Celik Ali, Yekeler Erdal, Aydın Ertan, Yazıcı Ulku, Karaoglanoglu Nurettin
Department of Thoracic Surgery, Atatürk Chest Disease and Thoracic Surgery Training and Research Hospital, Keçiören, Ankara, Turkey.
Thorac Cardiovasc Surg. 2013 Oct;61(7):631-5. doi: 10.1055/s-0032-1331263. Epub 2012 Dec 6.
Conventional treatment methods in postpneumonectomy empyemas (PPE) are associated with long stay in hospital, poor patient comfort, and high rate of postoperative mortality. Vacuum-assisted management (VAM) may be helpful in solving these problems.
VAM was performed on nine patients with PPE in our clinic between July 2010 and September 2011 to provide continuous drainage of empyema in the pouch and to improve empyema with obliteration of the pouch by accelerating tissue granulation.
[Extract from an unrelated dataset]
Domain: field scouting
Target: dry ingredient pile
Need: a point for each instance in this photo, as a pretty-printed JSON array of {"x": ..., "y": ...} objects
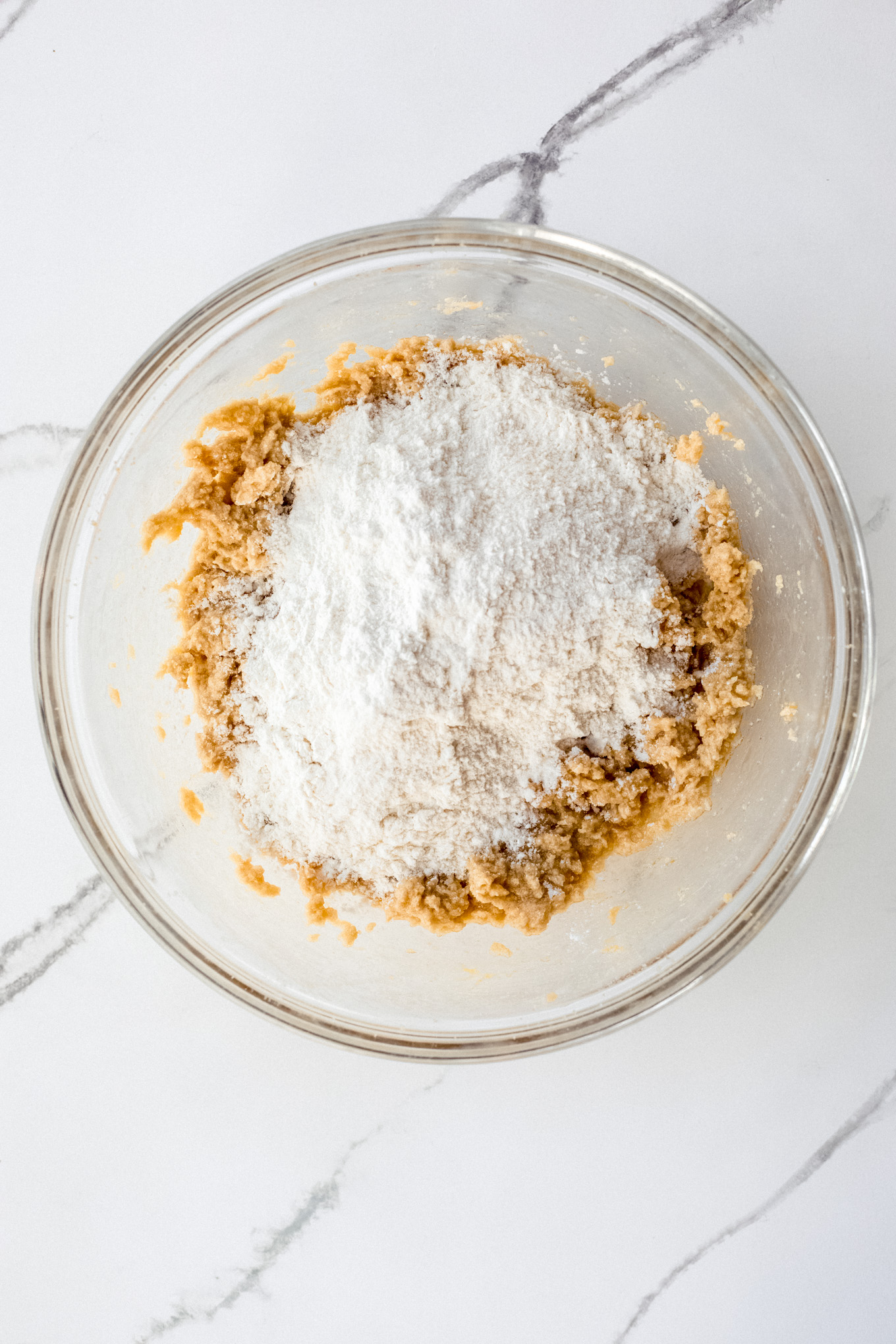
[{"x": 460, "y": 632}]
All nine patients were men (mean age: 54.5 years; range: 18-68 years). Empyema resolution and obliteration of the pouch were achieved with VAM in the cases with empyema without fistula (n = 7) after the pneumonectomy. In the patients with fistula (n = 2), VAM was performed after closure of the fistula. Mean duration of hospital stay was 36.5 (12-57) days. The treatment was successful in eight of nine patients (88.9%). Mean duration of follow-up in the successfully treated patients was 10.9 (3-17) months.
Intrathoracic VAM was effective and safe in the treatment of PPE.
肺切除术后脓胸(PPE)的传统治疗方法与住院时间长、患者舒适度差及术后死亡率高相关。真空辅助治疗(VAM)可能有助于解决这些问题。
2010年7月至2011年9月期间,我们诊所对9例PPE患者实施了VAM,以持续引流脓腔积脓,并通过加速组织肉芽形成来改善脓腔并使其闭塞。
所有9例患者均为男性(平均年龄:54.5岁;范围:18 - 68岁)。肺切除术后无瘘管的脓胸患者(n = 7)通过VAM实现了脓腔消退和脓腔闭塞。对于有瘘管的患者(n = 2),在瘘管闭合后实施了VAM。平均住院时间为36.5(12 - 57)天。9例患者中有8例(88.9%)治疗成功。成功治疗患者的平均随访时间为10.9(3 - 17)个月。
胸腔内VAM治疗PPE有效且安全。